# iMac and XBOX 360



## Slim201 (Feb 27, 2006)

Hey, I was wondering is it possible to hook my xbox 360 up to my iMac?


----------



## jackyk (Jun 22, 2005)

The only way that comes to mind is using a Personal Video Recorder (PVR).. like the Plextor one or EyeTV, etc... google them up.

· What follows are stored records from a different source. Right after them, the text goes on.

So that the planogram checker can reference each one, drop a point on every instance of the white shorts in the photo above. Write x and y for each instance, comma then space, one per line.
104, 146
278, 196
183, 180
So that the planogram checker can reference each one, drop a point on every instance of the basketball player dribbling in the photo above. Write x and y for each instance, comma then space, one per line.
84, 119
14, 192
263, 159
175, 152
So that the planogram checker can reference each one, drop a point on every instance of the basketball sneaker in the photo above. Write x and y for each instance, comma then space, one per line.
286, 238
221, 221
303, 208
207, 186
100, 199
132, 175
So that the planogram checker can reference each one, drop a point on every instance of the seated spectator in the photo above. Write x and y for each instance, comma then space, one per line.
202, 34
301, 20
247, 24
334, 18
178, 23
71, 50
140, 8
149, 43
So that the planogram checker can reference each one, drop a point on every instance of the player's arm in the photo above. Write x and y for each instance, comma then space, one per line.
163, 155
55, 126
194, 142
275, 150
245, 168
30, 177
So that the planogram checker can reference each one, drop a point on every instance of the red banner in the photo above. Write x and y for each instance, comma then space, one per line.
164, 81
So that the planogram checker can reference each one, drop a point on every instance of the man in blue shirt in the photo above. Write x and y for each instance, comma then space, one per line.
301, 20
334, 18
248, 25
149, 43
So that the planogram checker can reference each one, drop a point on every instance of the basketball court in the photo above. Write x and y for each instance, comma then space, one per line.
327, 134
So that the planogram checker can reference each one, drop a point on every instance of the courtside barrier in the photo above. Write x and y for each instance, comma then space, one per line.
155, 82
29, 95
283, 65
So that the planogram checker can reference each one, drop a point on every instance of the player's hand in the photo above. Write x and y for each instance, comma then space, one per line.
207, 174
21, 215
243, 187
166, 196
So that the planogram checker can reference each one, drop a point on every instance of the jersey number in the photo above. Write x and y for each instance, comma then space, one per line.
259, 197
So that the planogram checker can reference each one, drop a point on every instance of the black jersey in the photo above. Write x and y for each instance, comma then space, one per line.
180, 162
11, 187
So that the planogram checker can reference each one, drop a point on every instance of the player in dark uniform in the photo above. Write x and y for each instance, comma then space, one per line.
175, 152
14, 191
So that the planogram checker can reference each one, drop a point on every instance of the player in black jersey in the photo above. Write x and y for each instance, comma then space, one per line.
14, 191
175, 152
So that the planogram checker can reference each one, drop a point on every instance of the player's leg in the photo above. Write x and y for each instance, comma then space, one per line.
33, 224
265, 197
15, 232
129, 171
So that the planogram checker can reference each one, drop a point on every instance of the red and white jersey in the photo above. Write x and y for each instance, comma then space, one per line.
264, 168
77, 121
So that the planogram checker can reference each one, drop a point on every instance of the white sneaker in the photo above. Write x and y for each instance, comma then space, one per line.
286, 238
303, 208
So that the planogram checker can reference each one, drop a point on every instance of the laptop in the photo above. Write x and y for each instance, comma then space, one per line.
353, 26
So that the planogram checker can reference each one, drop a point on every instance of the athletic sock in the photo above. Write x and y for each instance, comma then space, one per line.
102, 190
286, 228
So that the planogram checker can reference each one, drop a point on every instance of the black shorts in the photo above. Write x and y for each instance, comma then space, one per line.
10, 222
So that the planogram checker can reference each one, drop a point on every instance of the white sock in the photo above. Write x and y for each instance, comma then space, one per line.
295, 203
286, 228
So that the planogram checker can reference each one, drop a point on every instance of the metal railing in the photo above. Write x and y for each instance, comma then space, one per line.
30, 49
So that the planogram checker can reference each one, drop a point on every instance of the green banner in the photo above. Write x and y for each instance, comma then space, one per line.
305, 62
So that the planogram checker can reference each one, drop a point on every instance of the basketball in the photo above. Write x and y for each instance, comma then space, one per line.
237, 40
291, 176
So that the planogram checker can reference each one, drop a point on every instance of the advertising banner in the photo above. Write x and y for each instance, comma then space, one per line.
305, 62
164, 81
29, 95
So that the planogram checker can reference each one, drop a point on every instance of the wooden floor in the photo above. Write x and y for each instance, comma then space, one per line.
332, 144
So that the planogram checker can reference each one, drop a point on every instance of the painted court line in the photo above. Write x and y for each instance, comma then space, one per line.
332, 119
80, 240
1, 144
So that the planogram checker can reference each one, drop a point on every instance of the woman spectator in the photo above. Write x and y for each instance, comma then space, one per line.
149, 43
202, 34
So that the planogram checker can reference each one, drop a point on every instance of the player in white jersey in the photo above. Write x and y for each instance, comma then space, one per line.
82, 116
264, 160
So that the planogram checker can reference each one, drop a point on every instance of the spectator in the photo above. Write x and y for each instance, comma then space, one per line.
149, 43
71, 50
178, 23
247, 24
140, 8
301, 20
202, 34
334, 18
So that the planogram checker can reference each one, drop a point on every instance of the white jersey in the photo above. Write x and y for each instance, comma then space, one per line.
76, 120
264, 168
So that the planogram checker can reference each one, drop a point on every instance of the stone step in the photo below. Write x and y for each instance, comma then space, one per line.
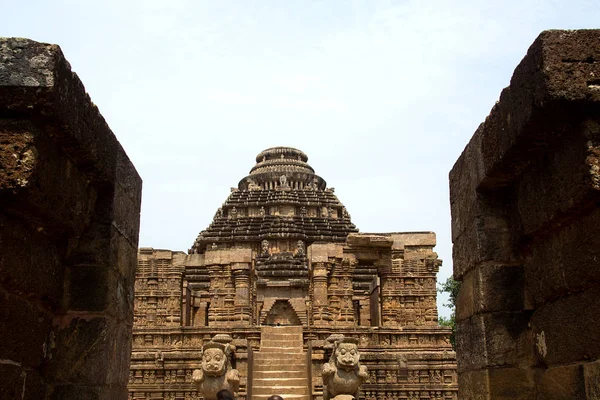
285, 396
285, 379
278, 361
269, 365
282, 357
282, 328
282, 336
277, 374
280, 350
287, 389
280, 343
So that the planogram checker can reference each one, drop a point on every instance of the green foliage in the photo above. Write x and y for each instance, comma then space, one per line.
451, 287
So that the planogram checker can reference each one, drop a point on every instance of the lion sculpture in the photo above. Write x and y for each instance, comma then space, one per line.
216, 372
343, 374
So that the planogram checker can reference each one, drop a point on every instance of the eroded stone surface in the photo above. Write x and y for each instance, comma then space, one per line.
524, 199
66, 288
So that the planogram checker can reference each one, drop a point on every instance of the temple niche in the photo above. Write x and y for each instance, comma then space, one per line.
280, 269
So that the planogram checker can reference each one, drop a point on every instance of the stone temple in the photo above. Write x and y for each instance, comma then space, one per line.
279, 273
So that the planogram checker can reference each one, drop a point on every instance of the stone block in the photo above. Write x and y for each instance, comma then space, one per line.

I have the Plextor one and at one point I had Rogers digital Cable hooked up to it so I could watch from my mac. You can also hook up an xBox and playstation, etc...


----------



## dona83 (Jun 26, 2005)

Yea the only thing is that the max quality you'll get is SVideo so 480i although better quality than composite video.


----------



## Slim201 (Feb 27, 2006)

are they expensive?


----------



## bhil (Oct 30, 2004)

Define "hook up". If you mean to use the iMac display with the Xbox, no idea's, but if you mean to stream music/pictures/videos from the iMac to the XBox, try Connect360


----------



## dona83 (Jun 26, 2005)

He wants to use his iMac to display the XBox, it is very possible but at low 480i resolution. You can use Elgato's TV Hybrid available for $199. One nice thing is that coupled with a VHF+UHF antenna, you can receive high def signals OTA for free. Can you say NHL playoffs?


----------



## monokitty (Jan 26, 2002)

Get an HDTV for your XBOX.. XBOX to iMac equals crap video quality.


----------



## fyrefly (Apr 16, 2005)

dona83 said:


> Can you say NHL playoffs?


Not now, 'cause the leafs are out! (sorry for the thread hijack, but I had to)


----------